For most of last week, however, the Daily Mail became what no newspaper should be – an out and out bore. It started with a entire front page splash, headlined “Banish the bags”. An explanatory caption linked two pictures: “A British family on the weekly shop. In a distant sea, a rare turtle, plastic bags lodged in its gut, is slowly dying. Today the Mail launches a campaign…”
The following eight pages – plus a leader page thrown in – dilated on the same theme. “The majestic and endangered Green Turtle is dying in alarming numbers, because it mistakes the flimsy translucent bags – which could, in theory, come from UK supermarkets – for jellyfish, a key element of its diet.”
On and on it went. Roll up, roll up. “Free reusable Eco bag for every Mail reader”, “Educational wall chart for your school”, “How you can pressure the Government”. “Together we can rid Britain of one of the great unnecessary pollutants of the modern world – the ubiquitous supermarket carrier bag.” Which could – in theory, mind you – kill a turtle.
“Okay”, we thought, skipping John Humphrys’ lengthy endorsement of the campaign and at last reaching the sanctuary of page 15, “That’s enough about plastic bags.” But no, another day, another diatribe: “Day one: A high street giant responds to our campaign by showing what can be done… Marks & Spencer banishes the free bag”. Thereafter, six more pages on bags, including a contribution by Sir Stuart Rose, chief executive of M&S. Speaking for myself, this saggy-underpants salesman is not my cup of tea. Something inside me says that if he doesn’t like plastic bags, I’m all for them.

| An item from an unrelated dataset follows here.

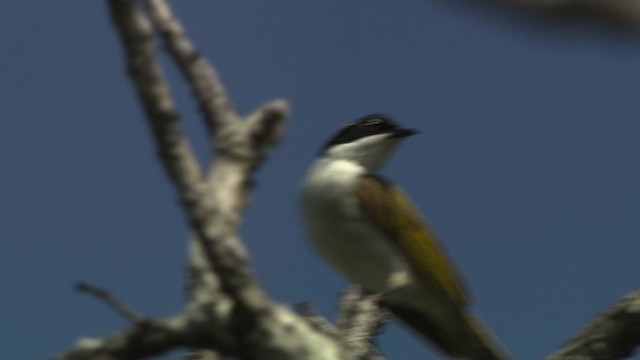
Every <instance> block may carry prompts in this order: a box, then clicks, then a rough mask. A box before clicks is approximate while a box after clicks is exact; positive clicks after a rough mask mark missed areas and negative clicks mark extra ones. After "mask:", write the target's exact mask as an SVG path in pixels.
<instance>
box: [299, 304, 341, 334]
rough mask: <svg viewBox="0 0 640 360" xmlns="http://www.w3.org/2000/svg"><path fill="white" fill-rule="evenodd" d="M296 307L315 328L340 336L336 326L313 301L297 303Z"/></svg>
mask: <svg viewBox="0 0 640 360" xmlns="http://www.w3.org/2000/svg"><path fill="white" fill-rule="evenodd" d="M296 309H297V310H298V312H299V313H300V315H302V316H303V317H304V319H305V320H307V322H309V324H310V325H311V326H312V327H313V328H314V329H317V330H318V331H321V332H322V333H324V334H326V335H327V336H330V337H332V338H338V337H339V333H338V329H337V328H336V326H335V325H333V324H332V323H331V322H330V321H329V320H327V318H325V317H324V316H322V315H321V314H320V313H319V312H318V311H317V310H316V309H315V307H313V303H311V302H309V301H306V302H302V303H299V304H297V305H296Z"/></svg>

Wearily turning the page, one finds more cause for pro-bag sentiments. “Celebrities back Mail’s campaign”. Now, I don’t know about you, but if there is one thing guaranteed to make me want to throw a napalm-encrusted nail bomb into a bandwagon, it’s the sight of celebrities clambering aboard. David Cameron, Michael Winner, Twiggy, Nick Ross, Angela Rippon, Esther Rantzen. For God’s sake, can’t someone pull a plastic bag over their bloody heads?
On day three Gordon Brown joins in. Page one lead: “Victory for Mail campaign as PM vows to force stores to charge for bags”. Inside, a piece by Brown headed, “Why Sarah and I know this is right”. “Like so many families , we have tried to make changes to our own lives. We have had solar panels fitted on our home in Scotland… We do all the recycling we can, and compost in the garden too”. Pass the plastic bag, Alice.
On the same page, aaaaargh, more celebrities – though amusingly they read more and more like one of Craig Brown’s parodies. Jilly Cooper: “I can’t bear to think of all those animals that are being endangered…”
In three short days, the Daily Mail ceased to be the companionable, level-headed Middle Englander who sups his pint in peace, and became instead the blow-hard who empties bars. Lord Macaulay famously said there is no spectacle so ridiculous as the British public in one of its periodic fits of morality. The same goes for newspapers.